At my college, the typical folkdancer was a nerdy professor’s daughter wearing a homemade polyester peasant blouse who danced with a buck-toothed smile to crackly Monitor LPs. Hence, I long ago missed the boat on Eastern European music. Now, they’ve got wonderful live party music on that boat and I have two left feet! Maybe listening to some of that music saves others from the fate of being left on shore with my feet.
One of the fun domestic party bands is currently known as the Baksheesh Boys and they have just released a CD. Formerly known as the Fetatonics, The Boys are a weekend Balkan dance band based in Los Angeles and The Bay Area. Their self-titled album of jangly, semi-acoustic dance music from Macedonia is their first, but hopefully not their last!
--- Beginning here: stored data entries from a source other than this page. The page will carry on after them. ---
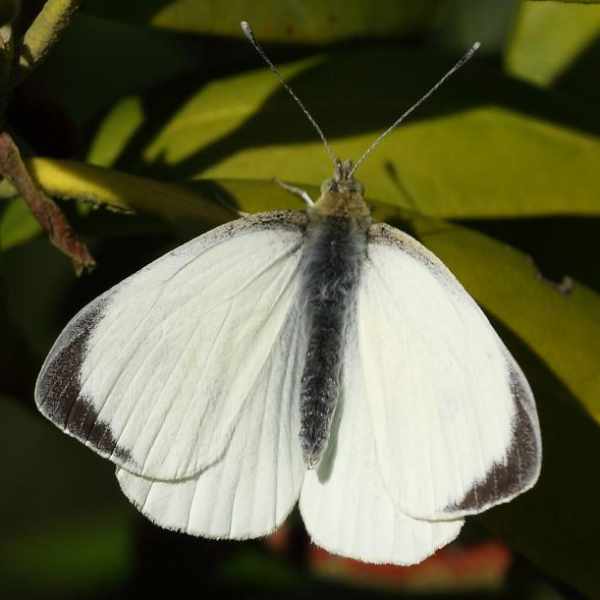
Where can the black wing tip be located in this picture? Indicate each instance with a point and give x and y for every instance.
(521, 467)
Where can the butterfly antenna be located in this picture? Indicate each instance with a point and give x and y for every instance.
(250, 35)
(468, 55)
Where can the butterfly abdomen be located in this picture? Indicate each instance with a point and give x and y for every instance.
(334, 251)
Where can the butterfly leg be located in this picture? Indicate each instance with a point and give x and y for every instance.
(296, 191)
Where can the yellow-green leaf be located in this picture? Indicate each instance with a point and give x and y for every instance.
(17, 224)
(278, 20)
(484, 146)
(549, 37)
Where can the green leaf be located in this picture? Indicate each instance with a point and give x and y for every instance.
(17, 224)
(549, 37)
(490, 22)
(277, 20)
(125, 193)
(77, 534)
(507, 284)
(484, 146)
(99, 61)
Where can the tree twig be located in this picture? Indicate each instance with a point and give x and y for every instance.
(43, 33)
(44, 209)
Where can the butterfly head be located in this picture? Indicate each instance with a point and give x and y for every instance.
(342, 195)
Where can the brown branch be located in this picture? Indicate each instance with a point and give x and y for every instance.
(43, 33)
(44, 209)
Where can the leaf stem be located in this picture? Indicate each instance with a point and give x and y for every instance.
(44, 209)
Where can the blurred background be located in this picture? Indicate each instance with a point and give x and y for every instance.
(151, 121)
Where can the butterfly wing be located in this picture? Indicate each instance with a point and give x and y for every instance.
(155, 373)
(453, 416)
(344, 502)
(251, 489)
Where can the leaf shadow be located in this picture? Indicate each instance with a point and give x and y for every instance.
(351, 93)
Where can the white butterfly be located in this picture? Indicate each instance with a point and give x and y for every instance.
(300, 356)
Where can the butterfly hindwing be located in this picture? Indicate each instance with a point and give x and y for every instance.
(344, 502)
(250, 490)
(154, 374)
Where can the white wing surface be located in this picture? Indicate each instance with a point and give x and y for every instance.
(251, 489)
(453, 416)
(156, 373)
(344, 502)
The band’s members include two members of the Bay Area’s nuevo-Balkan band the Toids, Bill Lanphier on bass and percussionist Jerry Summers; two members of the Celtic-Pan-European band StinkEye, Linda Koidara on fiddle and Pat MacSwyney on tambura and kaval; and indie band Pseudopod bassist Brian Fox on guida, tambura, and other frets.
Percussion and the bouzouki-like tambura are the most noticeably heard instrumental sounds in these often uneven rhythmed dance songs, which is why the songs are so light and jangly! But you might also catch a measure where gaida or the kaval flute are featured. Otherwise most of the instruments serve nicely but fairly homogenously as traditional dance fuel. On the low and defiant end, Lanphier’s bass is understated, but always carries a definite jazzy rock spirit of a modern dance party! Unlike their Seattle Balkanic comrades, Baksheesh’s electric bass and guitar never really push any boundaries.
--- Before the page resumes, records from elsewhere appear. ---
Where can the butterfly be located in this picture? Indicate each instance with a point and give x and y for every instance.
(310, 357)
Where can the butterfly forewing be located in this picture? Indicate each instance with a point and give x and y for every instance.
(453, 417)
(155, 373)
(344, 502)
Best of all are Angela Rodel’s village style vocals, found on most of the tracks, effortless and pretty, but pretty powerful as well. Rodel, a UCLA graduate student and former director of the UCLA Bulgarian Women’s Choir, will probably be heard for music rather than lyrics since most of us don’t understand Bulgarian or Macedonian (if you look in the liner notes, though, you will find that most of the songs are predictably about shepherds, romance, and rakia.) The band could be compared to an Irish traditional band with a wonderful female vocalist and both traditional and modern instruments … particularly bouzouki and bodhran! My comparison would be with Triona Ni Dhomnaill, or for that matter Marta Sebestyen.
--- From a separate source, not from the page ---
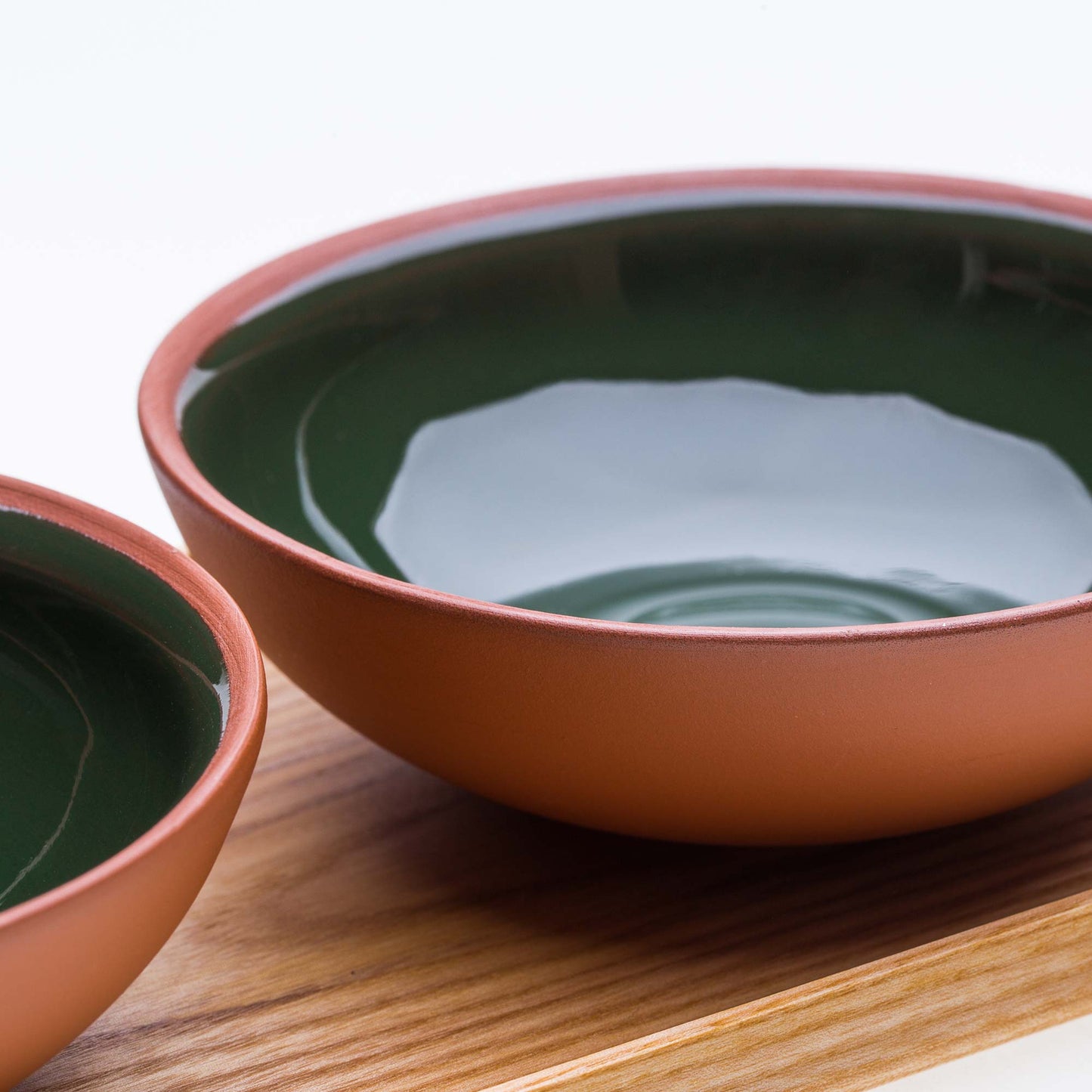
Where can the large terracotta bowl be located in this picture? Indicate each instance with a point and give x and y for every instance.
(734, 507)
(132, 702)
The music itself, however, is far different than Irish music, at least on the surface, thanks to the meter and the Ottoman modes. Rodel’s showpiece is the only Bulgarian track on the album, a very slow song called “Lale Li Si.” Augmented by kaval, her haunting ornamented vocals are like a quiet dark stream. Three shepherds come bearing gifts to a womens’ work party. Oddly, the lyrics are not so sad as the sinuous delivery would imply! The other sets are all at least partly Macedonian. A long meandering 9/8 “Chuperlika/Kalino, Kalinche” is very Greek-like, and then breaks into measures that seem to me more typically Macedonian. Others are “just” nice dance songs. “Ostana Radika/Milo Mi E Magde” is a gaida rich 9/8 dajchovo tune about a woman who has become a widow at seventeen. “Vasilke Malka Nevesto/Bre Vodenicharyu” is another perky 9/8 set, with one love song about a too-fancy neighborhood, another about a miller. “Chuli Sa, Male/Tri Bilibilja Poev” is in 7/8, and also contains a bit of gaida. The first half is relaxing, the second is not! “Tvoj Ochi, Leno Mori/Oldu Mu Ya” in 2/4 time ends with a Turkish instrumental song and is a good place to hear the bass; perhaps this is the most adventuresome selection! The oddest song is the last, a “hoedownsako oro” called “Sofke More Sofke.” “Sofka’s parents refuse to let her marry Georgi. Upon learning that they have gone to church to curse them, Georgi curses them in return, asking that the church fall on them, kill her mother and strike her father dumb so that they can’t object to the marriage.” Well …
There are times I wish that there were a little more geographic variety and sometimes I wish that the music were a little rockier. Taking out the “western instruments” and dehomogenizing the arrangements might make a few of the tunes starker and more interesting. But these are points of style. The musicians are good, the arrangements are good, the singer is good, and the music is great for dancing!